When we went to India a few years ago, after all the planning of how we were going to cover more than 600 miles across Rajasthan in two weeks (we had to cut out the deserts of Jaisalmer, a decision we regret to this day but at the time had little choice), my next consideration was, of course, what do I wear.

We went in October, but in Rajasthan, October might as well be July in terms of heat and humidity. And yet because we’d be visiting temples and other revered sights, and given the culture of the region, I had to dress conservatively, preferably covering most of my legs and upper arms. Needless to say, shorts and tanks — what I, as well as many of my fellow human beings, would prefer to wear in 90 degree heat with 90 percent humidity — was out of the question. As a Southern California girl, this was a difficult styling challenge, but as one who revels in the pre-vacation planning process, it was a challenge I was up for.

In general, I had very few things that were long and not form-fitting and breathable. I also didn’t want to bring anything too precious or difficult to clean. When it comes to clothing and accessories, my travel motto is never bring anything you can’t afford to lose or ruin. I dumped everything out of my backup armoire — filled with clothes I haven’t worn in years but keep around just for situations like this. I managed to find a couple of cargo pants from the early aughts and a few loose-fitting tees. I eventually had to scour my mother’s closet for long, loose skirts and baggy linen pants, something I hadn’t done since I was a teen, borrowing my mother’s clothes.
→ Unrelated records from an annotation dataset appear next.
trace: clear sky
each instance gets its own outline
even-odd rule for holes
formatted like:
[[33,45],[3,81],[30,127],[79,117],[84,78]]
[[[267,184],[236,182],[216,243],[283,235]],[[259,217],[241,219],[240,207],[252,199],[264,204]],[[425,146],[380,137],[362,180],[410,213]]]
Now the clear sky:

Eventually, the outfits I came up with kept me cool — well, less drenched in sweat, if that was possible — and covered up, but they were more utilitarian than stylish, imo. Funny thing is, as I was reviewing the spring/summer 2016 runway looks recently, I came across a bunch of looks where I thought — ah, now that’s what I should have worn to India. So herewith, my looks from India and what I would have worn in a parallel, more fabulous world.

 

White linen pants and a loose cotton top, belted low.

White linen pants and a loose cotton top, belted low, seemed appropriate for the iconic Taj Mahal.

 

Isabel Marant's globetrotter accessories instantly update travel-friendly white pants.
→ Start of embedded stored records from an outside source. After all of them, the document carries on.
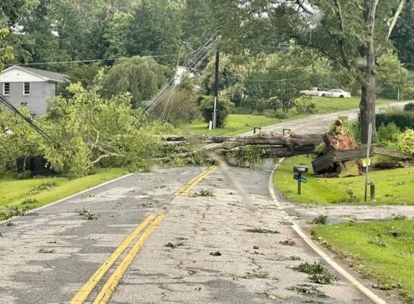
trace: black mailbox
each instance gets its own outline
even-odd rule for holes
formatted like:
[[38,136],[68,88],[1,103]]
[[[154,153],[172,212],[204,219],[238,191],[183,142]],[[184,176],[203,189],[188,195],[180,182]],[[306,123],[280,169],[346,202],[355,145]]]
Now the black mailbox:
[[295,165],[293,166],[293,172],[295,173],[308,173],[309,172],[309,166],[308,165]]

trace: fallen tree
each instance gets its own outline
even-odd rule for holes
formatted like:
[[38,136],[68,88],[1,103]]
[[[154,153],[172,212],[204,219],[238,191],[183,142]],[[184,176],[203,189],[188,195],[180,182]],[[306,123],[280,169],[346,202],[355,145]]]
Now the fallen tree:
[[168,163],[175,157],[190,157],[200,152],[237,156],[246,150],[254,150],[254,157],[262,159],[308,154],[313,152],[316,145],[324,142],[324,134],[265,132],[251,136],[168,136],[164,140],[171,145],[193,148],[190,151],[159,159]]

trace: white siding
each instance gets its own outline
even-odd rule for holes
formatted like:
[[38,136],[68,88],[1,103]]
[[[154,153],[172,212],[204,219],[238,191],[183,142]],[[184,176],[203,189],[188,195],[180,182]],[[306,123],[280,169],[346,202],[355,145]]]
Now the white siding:
[[47,81],[44,78],[28,72],[13,68],[0,73],[0,82],[39,82]]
A few well-placed accessories instantly update Isabel Marant’s travel-friendly white pants — a much more stylish option for the Taj Mahal.

 

An ancient maxi skirt from the '90s, paired with a simple saffron hued tee.
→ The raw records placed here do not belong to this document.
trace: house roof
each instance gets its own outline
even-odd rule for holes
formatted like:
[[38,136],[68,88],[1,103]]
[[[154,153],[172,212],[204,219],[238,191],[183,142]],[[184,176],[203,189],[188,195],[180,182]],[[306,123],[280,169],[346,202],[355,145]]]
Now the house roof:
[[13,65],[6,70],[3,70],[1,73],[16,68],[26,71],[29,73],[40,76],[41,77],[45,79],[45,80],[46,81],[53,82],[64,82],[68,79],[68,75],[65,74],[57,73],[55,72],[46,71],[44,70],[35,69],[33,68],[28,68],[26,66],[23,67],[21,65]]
An old maxi skirt I’ve had since the ’90s, paired with a simple saffron hued tee at the 16th century Mughal city Fatehpur Sikri.

 

Easy and breezy, but with interesting details, make this Alberta Ferretti look perfect.

Easy and breezy, but with interesting details, make this Alberta Ferretti look perfect for a sweltering Indian autumn.

 

I don't even want to think about how old these pedal pushers are (the fact that I called them pedal pushers give you a hint).

I don’t even want to think about how old these pedal pushers are (the fact that I call them pedal pushers may give you a hint); I wore them nonetheless to the über fancy Taj Lake Palace in Udaipur, once the 18th century winter palace of Maharana Singh II.

 

This Michael Kors ensemble I'd wear on the plane, on the ground, everywhere.

Slightly more palace-appropriate: This Michael Kors ensemble I’d wear on the plane, on the ground, everywhere.

 

Dark printed pants, a loaner from my mother, and a dress posing as a top.

For lunch at the Oberoi Udaivilas in Udaipur, I wore dark printed pants, a loaner from my mother, and a dress that I wore as a top.

 

Indian women wear colorfully printed kurti tunics all the time. I regret not getting one — it would have been perfect, like this Isabel Marant version.

Indian women wear colorfully printed kurti tunics all the time. I regret not getting one — it would have been perfect, like this Isabel Marant version.